Kinderarbeit: Der schmutzige Weg des Goldes

Die Menschenrechtsorganisation Human Rights Watch prangert Kinderarbeit auf den Philippinen an. Das Gold, das sie dort aus gefährlichen Minen holen, landet auch in europäischen Raffinerien.

Ein dunkler Schacht, nicht breiter als ein Quadratmeter, zeigt unter Jacob in die Tiefe. Mit der rechten Hand umfasst er das Stahlseil, mit der linken Hand stützt er sich gegen die Holzkonstruktion in der massiven Steinwand. Dann lässt der Motor ihn runter, 25 Meter tief. Dort unten ist es zu eng, um atmen zu können, ein Gebläse stellt die Luftversorgung sicher. Der Lichtstrahl seiner Stirnlampe leuchtet Jacob den Weg durch die Dunkelheit.

Etwa 300 000 Menschen arbeiten täglich in den Goldminen der Philippinen. Obwohl Kinderarbeit laut Gesetz verboten ist, sind viele Minenarbeiter kaum älter als Jacob. „Als ich das erste Mal runtergegangen bin, war ich 14 Jahre alt. Ich dachte darüber nach, was passiert, wenn der Schacht zusammenbricht“, erinnert er sich. Seine Angst ist nicht unbegründet: Die Schächte in den kleinen Minen sind oft instabil, Steine und Holz können sich lösen und herunterfallen. In der Provinz Camarines Norte erstickten im September 2014 ein 17-Jähriger und sein Bruder.
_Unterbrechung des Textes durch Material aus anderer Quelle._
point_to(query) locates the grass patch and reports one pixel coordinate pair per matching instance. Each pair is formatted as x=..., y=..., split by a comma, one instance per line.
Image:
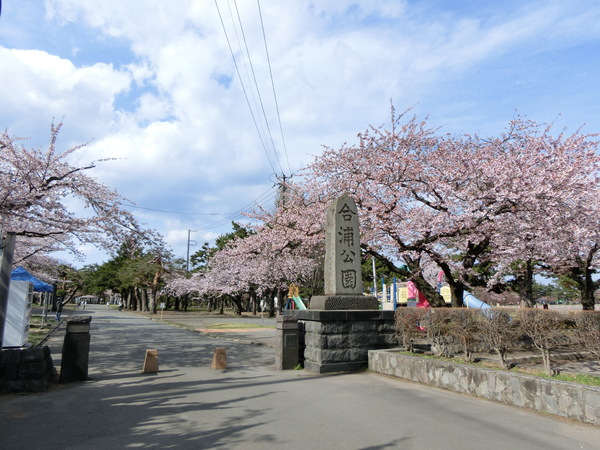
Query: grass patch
x=580, y=378
x=585, y=379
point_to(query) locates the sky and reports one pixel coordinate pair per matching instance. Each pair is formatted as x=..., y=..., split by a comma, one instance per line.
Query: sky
x=204, y=106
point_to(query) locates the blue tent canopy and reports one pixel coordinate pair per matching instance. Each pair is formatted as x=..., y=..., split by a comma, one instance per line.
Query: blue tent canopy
x=21, y=274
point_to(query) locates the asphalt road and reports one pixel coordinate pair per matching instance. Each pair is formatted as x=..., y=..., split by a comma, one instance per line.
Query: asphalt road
x=251, y=405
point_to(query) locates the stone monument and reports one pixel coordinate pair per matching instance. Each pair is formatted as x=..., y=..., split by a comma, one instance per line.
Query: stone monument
x=343, y=276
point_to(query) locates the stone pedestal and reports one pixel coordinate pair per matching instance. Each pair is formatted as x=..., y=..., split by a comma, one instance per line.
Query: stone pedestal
x=286, y=342
x=76, y=350
x=339, y=341
x=343, y=302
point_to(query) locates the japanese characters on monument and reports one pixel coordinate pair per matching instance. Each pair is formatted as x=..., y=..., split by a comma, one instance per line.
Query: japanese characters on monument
x=342, y=255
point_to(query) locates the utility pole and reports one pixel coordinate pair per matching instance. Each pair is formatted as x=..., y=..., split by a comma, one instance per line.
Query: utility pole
x=7, y=247
x=282, y=189
x=187, y=259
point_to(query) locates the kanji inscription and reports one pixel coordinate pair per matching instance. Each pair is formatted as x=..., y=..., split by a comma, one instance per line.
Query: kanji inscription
x=342, y=255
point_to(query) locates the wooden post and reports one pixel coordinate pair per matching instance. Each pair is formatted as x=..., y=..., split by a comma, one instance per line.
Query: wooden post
x=151, y=361
x=219, y=359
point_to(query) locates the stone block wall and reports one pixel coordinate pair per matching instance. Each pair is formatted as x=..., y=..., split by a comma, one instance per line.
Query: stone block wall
x=561, y=398
x=26, y=370
x=339, y=341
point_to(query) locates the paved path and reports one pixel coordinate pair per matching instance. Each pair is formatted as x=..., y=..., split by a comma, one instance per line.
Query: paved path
x=251, y=405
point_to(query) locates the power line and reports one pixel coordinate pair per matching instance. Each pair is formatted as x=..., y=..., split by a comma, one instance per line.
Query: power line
x=129, y=205
x=244, y=88
x=273, y=86
x=262, y=106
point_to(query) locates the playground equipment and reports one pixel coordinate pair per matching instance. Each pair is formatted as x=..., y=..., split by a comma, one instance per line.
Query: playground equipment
x=299, y=303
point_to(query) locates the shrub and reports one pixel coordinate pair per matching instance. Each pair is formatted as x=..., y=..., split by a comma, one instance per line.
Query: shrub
x=465, y=325
x=438, y=330
x=499, y=330
x=587, y=331
x=410, y=325
x=546, y=329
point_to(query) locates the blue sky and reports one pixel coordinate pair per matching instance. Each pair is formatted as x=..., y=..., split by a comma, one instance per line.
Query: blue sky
x=153, y=83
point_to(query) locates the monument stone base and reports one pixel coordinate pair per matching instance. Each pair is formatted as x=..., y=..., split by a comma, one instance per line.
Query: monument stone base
x=339, y=341
x=343, y=302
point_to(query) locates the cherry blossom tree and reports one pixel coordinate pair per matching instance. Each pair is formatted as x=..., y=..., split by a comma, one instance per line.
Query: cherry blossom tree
x=40, y=192
x=455, y=200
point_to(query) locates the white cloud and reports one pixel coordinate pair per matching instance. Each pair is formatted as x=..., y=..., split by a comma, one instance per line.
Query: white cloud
x=170, y=107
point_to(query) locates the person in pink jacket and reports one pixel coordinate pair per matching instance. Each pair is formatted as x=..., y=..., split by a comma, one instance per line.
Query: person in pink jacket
x=415, y=294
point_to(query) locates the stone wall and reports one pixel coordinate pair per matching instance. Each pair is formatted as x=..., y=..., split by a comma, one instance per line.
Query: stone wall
x=26, y=370
x=339, y=341
x=570, y=400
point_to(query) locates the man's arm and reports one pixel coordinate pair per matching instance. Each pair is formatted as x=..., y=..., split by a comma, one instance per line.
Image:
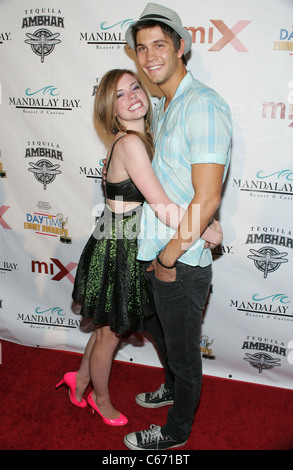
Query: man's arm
x=207, y=183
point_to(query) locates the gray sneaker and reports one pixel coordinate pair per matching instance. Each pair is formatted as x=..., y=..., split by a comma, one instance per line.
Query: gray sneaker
x=161, y=397
x=151, y=439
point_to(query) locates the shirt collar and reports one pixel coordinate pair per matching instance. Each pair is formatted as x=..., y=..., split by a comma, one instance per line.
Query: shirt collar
x=182, y=87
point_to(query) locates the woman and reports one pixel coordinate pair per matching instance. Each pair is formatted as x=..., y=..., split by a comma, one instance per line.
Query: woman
x=109, y=281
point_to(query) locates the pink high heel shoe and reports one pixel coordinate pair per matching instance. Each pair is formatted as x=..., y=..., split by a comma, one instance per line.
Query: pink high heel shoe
x=120, y=421
x=69, y=379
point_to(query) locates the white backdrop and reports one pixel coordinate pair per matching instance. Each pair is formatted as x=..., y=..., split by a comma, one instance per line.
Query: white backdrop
x=52, y=55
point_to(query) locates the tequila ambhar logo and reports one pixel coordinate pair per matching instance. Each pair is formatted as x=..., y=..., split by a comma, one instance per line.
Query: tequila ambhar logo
x=268, y=259
x=263, y=360
x=43, y=169
x=268, y=184
x=43, y=40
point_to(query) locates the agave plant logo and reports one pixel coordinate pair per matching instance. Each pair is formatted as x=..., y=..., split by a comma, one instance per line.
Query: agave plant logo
x=42, y=42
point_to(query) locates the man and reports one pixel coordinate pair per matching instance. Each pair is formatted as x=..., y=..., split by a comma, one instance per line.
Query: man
x=192, y=136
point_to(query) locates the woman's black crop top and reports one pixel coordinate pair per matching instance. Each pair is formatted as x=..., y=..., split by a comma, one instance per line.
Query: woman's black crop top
x=126, y=190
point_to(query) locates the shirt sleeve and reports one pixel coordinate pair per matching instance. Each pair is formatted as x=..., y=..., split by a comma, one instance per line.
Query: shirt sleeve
x=209, y=131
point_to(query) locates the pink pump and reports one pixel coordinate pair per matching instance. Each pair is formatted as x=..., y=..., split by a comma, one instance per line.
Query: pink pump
x=120, y=421
x=69, y=379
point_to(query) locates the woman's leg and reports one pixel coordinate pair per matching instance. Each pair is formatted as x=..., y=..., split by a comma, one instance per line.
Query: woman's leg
x=100, y=364
x=83, y=375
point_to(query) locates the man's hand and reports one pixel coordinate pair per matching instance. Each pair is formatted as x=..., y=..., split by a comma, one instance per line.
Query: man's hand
x=163, y=274
x=217, y=227
x=104, y=170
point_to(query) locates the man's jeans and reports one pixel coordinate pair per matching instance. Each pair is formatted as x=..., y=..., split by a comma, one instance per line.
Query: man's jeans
x=177, y=329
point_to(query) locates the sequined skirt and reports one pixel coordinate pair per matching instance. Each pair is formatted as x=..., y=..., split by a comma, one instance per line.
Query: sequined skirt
x=109, y=281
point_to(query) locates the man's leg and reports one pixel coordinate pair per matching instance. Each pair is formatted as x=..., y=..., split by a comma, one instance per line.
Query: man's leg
x=179, y=306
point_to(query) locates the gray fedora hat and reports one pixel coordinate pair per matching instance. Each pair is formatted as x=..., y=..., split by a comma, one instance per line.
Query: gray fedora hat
x=154, y=11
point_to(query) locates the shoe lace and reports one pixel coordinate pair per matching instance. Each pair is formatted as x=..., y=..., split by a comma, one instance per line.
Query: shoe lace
x=158, y=393
x=152, y=434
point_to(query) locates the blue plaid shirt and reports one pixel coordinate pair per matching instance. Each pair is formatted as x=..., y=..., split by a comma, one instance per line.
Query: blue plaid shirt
x=196, y=128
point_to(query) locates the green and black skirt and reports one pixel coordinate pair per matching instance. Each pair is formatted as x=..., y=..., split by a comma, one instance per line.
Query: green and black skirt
x=109, y=282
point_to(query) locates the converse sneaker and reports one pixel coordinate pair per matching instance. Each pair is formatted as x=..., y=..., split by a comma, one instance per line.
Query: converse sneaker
x=151, y=439
x=161, y=397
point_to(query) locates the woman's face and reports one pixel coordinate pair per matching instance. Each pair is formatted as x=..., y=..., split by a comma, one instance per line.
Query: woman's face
x=132, y=102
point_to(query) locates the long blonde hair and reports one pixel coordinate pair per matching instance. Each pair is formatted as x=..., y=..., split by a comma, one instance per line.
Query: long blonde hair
x=105, y=108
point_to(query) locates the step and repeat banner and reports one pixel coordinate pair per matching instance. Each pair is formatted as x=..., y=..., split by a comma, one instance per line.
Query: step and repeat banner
x=53, y=55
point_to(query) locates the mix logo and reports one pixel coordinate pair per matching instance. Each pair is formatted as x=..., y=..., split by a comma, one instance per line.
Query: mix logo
x=277, y=111
x=42, y=267
x=109, y=36
x=229, y=35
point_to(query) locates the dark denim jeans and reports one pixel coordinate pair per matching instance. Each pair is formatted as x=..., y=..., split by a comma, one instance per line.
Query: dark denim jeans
x=177, y=329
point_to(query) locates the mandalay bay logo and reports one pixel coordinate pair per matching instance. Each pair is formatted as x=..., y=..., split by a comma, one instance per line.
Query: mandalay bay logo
x=268, y=184
x=43, y=38
x=47, y=99
x=108, y=36
x=267, y=307
x=49, y=318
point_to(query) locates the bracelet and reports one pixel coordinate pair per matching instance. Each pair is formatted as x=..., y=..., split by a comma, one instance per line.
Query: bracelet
x=162, y=264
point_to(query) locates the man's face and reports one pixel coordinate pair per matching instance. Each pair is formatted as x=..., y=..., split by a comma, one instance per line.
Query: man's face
x=156, y=55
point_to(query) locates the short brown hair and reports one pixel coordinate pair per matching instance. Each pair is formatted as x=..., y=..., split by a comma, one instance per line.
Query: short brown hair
x=166, y=30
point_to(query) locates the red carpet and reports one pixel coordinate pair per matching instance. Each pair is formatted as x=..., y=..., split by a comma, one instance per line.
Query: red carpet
x=35, y=416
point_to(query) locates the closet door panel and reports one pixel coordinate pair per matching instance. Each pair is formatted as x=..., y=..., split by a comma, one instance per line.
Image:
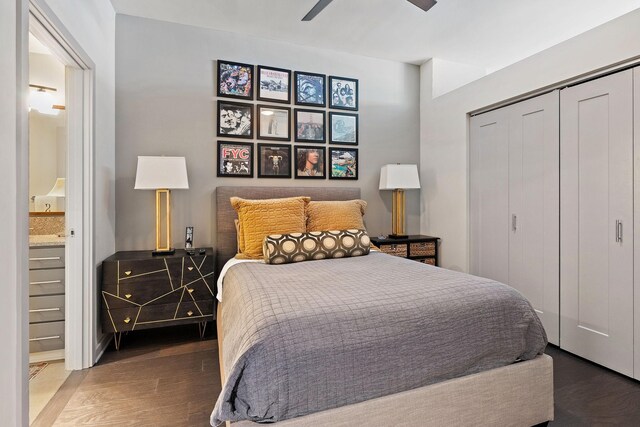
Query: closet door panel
x=489, y=195
x=597, y=194
x=534, y=206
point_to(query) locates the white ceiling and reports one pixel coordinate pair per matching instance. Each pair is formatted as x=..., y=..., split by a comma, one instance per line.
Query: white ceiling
x=490, y=33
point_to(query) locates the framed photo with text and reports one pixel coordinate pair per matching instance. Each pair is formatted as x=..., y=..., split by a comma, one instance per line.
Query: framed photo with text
x=275, y=84
x=310, y=162
x=343, y=93
x=235, y=159
x=235, y=119
x=274, y=161
x=235, y=80
x=344, y=163
x=309, y=125
x=274, y=122
x=343, y=128
x=310, y=89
Das Kinder-Gold landet auch in Europa

Mit einem Ertrag von 18 Tonnen Gold im vergangenen Jahr gehören die Philippinen zu den größten Goldproduzenten weltweit. Der Marktwert liegt bei 700 Millionen US-Dollar. Die philippinische Zentralbank kauft das Gold auf und exportiert es ins Ausland. „Am Ende landet es auch in den großen Raffinerien in der Schweiz oder in Asien“, sagt Juliane Kippenberg von Human Rights Watch (HRW). Die Menschenrechtsorganisation veröffentlicht am heutigen Mittwoch einen Bericht zu den Zuständen in philippinischen Minen.
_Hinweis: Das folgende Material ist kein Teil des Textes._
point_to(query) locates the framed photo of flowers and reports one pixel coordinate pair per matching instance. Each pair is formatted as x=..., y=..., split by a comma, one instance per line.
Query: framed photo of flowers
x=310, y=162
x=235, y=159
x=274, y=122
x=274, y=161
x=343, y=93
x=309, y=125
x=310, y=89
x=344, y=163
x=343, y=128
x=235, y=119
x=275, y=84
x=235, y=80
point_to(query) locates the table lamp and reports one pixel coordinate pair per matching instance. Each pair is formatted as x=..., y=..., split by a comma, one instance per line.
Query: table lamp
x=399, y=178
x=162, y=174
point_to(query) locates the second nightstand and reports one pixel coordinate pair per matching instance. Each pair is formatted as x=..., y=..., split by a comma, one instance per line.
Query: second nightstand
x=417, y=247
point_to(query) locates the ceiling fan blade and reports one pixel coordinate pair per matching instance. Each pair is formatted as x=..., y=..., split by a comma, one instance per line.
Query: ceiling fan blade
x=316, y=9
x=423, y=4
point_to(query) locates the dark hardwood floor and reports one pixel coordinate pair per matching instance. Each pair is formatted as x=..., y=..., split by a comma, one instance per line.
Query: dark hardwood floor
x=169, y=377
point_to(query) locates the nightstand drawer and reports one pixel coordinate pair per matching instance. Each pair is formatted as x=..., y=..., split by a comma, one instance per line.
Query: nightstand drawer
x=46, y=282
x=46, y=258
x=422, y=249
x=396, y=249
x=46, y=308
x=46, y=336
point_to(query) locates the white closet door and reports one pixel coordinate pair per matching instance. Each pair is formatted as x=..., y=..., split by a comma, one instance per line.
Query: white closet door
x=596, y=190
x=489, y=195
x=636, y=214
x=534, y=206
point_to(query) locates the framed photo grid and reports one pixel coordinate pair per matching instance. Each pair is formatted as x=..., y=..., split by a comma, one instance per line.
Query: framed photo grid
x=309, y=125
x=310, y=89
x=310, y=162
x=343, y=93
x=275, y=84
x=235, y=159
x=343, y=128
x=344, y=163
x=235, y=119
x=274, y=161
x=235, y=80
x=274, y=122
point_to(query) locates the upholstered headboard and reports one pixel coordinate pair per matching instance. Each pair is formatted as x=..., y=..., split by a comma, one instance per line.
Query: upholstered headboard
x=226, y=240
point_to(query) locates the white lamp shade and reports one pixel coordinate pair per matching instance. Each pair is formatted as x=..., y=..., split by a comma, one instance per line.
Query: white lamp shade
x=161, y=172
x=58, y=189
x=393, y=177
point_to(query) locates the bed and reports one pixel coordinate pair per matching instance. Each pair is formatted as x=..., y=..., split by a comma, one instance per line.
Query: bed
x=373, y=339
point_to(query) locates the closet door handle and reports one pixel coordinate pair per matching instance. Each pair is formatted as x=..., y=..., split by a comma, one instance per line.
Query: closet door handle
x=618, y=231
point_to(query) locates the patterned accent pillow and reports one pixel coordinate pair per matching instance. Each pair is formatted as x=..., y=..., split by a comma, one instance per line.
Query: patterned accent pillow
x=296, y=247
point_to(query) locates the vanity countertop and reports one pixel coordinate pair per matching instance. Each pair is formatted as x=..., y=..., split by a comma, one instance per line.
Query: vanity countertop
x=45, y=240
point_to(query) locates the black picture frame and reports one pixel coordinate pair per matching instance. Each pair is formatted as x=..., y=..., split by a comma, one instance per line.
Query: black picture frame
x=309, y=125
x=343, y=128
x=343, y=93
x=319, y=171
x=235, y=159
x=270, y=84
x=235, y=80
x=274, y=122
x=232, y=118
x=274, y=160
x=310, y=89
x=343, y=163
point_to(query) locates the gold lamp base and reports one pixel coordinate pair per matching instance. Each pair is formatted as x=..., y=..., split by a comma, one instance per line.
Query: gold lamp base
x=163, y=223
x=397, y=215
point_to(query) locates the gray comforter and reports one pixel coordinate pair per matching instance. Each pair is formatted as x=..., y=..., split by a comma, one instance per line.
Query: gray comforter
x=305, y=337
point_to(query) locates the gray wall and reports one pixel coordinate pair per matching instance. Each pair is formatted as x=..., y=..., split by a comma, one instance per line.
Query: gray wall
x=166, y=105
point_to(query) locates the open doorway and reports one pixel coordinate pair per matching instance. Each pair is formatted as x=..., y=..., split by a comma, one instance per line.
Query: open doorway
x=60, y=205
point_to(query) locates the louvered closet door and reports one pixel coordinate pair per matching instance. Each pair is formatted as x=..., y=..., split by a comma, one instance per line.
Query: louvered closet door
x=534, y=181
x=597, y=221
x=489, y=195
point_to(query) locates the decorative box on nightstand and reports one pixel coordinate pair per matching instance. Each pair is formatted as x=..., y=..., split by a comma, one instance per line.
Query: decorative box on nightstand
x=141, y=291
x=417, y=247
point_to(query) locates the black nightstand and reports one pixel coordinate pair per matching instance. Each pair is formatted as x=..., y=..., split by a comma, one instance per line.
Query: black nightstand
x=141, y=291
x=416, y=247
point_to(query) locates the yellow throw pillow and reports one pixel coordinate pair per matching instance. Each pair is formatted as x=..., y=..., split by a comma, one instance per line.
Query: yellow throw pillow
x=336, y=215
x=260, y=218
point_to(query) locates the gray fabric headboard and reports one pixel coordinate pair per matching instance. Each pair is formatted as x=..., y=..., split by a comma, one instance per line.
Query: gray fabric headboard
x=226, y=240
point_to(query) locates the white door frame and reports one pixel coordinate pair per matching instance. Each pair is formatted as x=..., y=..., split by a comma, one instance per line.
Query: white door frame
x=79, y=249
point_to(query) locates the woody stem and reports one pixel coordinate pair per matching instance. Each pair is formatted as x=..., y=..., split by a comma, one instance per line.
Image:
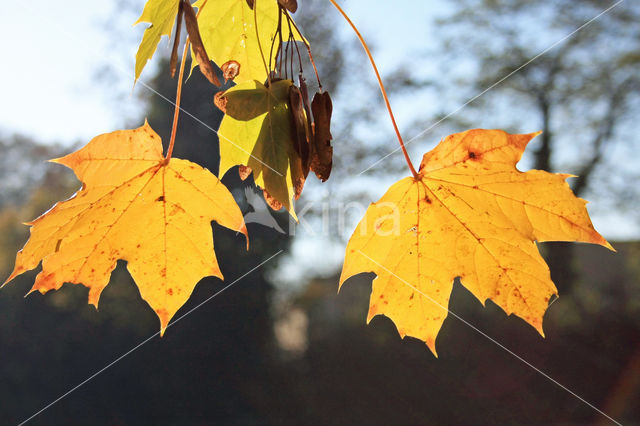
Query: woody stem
x=384, y=93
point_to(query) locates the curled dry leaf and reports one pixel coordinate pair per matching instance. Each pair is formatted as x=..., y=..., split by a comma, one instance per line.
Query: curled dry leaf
x=469, y=214
x=137, y=206
x=230, y=70
x=321, y=149
x=290, y=5
x=173, y=63
x=196, y=44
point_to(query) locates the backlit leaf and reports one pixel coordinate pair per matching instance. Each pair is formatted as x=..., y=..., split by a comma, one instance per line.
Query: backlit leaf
x=256, y=132
x=470, y=214
x=135, y=206
x=228, y=34
x=161, y=14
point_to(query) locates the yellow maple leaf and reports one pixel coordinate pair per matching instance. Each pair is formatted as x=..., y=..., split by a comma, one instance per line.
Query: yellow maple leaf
x=136, y=206
x=256, y=132
x=228, y=32
x=469, y=214
x=161, y=14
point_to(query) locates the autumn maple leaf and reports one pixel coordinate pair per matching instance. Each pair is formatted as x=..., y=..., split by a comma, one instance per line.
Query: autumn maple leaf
x=137, y=206
x=470, y=214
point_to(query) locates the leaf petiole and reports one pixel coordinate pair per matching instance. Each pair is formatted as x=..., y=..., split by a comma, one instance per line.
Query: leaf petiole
x=384, y=93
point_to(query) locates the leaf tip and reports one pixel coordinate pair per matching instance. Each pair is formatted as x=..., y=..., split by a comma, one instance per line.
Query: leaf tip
x=431, y=344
Ein Großteil des philippinischen Goldes liegt in Flussbetten. Beim „Compressor Mining“ tauchen die Goldgräber in 80 Zentimeter breiten Schächten bis zu zehn Meter in die Tiefe. Dabei atmen sie durch einen dünnen Schlauch, der mit einem Kompressor verbunden ist. Drei Stunden bleiben sie unter Wasser – eine riskante Methode, die offiziell verboten ist. Kontrollen finden aber kaum statt.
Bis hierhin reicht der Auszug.